そうして洞窟内部を進む内に、自然といくつかのグループが形成されていく。

俺は黒咲と共に後方の位置に付いた。

洞窟の内部は吹きさらしの雪と風を防げるためか外に比べ暖かい。

光源を確保するため、ライター、スマホ取り出し、各々がその明かりを頼りに進んでいく。

だが、しばらくするとそれらの明かりは不要になった。

洞窟内部のあちらこちらに淡い青い光を放つ結晶のようなものが埋まっており、広い洞窟の内部を照らしていたのだ。


「わぁ綺麗ねぇ」


「なんの鉱石かな?」


暢気な調子で学生集団が話を弾ませている。


「おい。見ろよこれ」


先頭を進んでいたチャラい感じの青年が、何かを見つけたようではしゃいでいる。


「剣か、あれは?」


洞窟の通路の端に、何本かの鉄の剣が無造作に落ちていた。

ところどころ錆びているので、それなりの期間放置されていたと推測できる。


「本物かぁこれ?」


「うおっと。結構重いわ。これ」


装飾もなく無骨なデザインだが、素人目に見ても実用的な造りのように思えた。

なぜこんな所に刃物なんて物騒な物が落ちているのか。嫌な予感しかしないぞ。


楽しそうにちゃんばらを始めるチャラ男集団を先頭に、さらに奥へ足を進ませると3つに分かれた通路が現われた。


「一本道ではないのか・・・・・・迷わないように印をつけよう」


「左いってみようぜー」


オールバックが岩壁に印を刻もうとするのを尻目に、チャラ男集団とそれに追随する者たちは左の通路へと早々に飛び込んで行ってしまった。

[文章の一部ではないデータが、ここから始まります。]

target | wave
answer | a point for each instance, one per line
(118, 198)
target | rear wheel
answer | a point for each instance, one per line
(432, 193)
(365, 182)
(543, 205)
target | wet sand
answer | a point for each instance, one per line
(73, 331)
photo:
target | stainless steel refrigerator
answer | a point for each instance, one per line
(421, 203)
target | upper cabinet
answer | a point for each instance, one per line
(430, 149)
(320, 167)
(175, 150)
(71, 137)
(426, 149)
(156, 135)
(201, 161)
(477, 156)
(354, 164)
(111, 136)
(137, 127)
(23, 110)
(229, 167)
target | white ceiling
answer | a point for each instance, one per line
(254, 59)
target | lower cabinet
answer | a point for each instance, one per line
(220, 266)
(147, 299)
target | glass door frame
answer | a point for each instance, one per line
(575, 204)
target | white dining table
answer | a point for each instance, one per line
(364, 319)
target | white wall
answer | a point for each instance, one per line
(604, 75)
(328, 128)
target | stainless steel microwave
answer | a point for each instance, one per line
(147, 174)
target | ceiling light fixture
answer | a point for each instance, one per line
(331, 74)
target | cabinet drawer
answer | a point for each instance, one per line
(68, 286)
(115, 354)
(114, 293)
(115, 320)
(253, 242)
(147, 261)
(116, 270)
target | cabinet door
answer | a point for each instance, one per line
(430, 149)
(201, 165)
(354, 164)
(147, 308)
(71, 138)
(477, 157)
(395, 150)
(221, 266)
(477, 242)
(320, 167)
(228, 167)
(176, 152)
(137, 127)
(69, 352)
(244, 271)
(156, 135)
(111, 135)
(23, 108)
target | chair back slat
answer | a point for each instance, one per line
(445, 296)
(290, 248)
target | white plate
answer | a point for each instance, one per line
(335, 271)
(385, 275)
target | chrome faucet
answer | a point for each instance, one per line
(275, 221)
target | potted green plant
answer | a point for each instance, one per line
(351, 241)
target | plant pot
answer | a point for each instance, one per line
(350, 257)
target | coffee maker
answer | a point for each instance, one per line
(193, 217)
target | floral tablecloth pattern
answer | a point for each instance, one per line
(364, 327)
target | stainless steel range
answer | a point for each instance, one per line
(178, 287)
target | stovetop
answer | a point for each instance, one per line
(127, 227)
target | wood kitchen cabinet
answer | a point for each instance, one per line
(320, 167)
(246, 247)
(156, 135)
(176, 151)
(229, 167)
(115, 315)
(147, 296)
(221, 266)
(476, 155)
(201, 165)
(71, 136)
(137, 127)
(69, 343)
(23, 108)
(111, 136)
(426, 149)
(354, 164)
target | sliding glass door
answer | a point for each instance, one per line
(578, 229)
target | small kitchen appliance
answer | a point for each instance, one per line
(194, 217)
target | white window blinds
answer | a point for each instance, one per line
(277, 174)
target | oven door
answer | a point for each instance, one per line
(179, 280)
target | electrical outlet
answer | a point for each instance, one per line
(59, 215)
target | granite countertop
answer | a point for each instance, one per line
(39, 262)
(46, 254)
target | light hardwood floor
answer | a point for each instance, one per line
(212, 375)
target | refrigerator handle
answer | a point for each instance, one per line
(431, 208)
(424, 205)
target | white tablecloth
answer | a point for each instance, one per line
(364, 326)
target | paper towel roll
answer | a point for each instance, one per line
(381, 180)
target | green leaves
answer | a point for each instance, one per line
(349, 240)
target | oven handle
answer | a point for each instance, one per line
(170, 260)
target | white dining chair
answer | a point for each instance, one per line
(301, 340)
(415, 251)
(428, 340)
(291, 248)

その集団の中にはホームレス狩りの連中も含まれている。

正直、この非常時にトラブルの種が遠ざかるのはありがたい。


「お、おい君達!勝手に動いては――」


デキスギ君が呼び止めようとしたが無駄だと悟ったのだろう、ため息を付きつつ彼もまたチャラ男集団に付いて行こうとする。


「待て」


オールバックがそんなデキスギ君を引き止める。


「我々だけでも手分けして出口を探さないか?それぞれの通路を探索して今から1時間後、出口が見つかる見つからないに関わらず、またここへ戻って報告し合いたい」


「そうですね・・・・・・では僕達の方は中央に進んでみます」


「ご一緒してもいいですか」


「わ、わたしも・・・」


若い女性の多くはなぜかデキスギ君についていくようだ。


「危険だと感じたらすぐに引き返すんだぞ」


「はい」


「では私達は残る右側を探索だな」


「おう、どっちが出口を早く見つけられるか競争だな!」


スキンヘットが元気よく先頭に進み出ると、大胆に薄暗闇の先へ進んでいく。

成り行きを見守っていた俺と黒咲は、残されたオールバックの集団に付いて行くことにした。


「バラバラになってしまったか・・・・・・」


「ホラー映画じゃ定番の展開ですね」


黒咲よ、この状況でそれはシャレにならんぞ。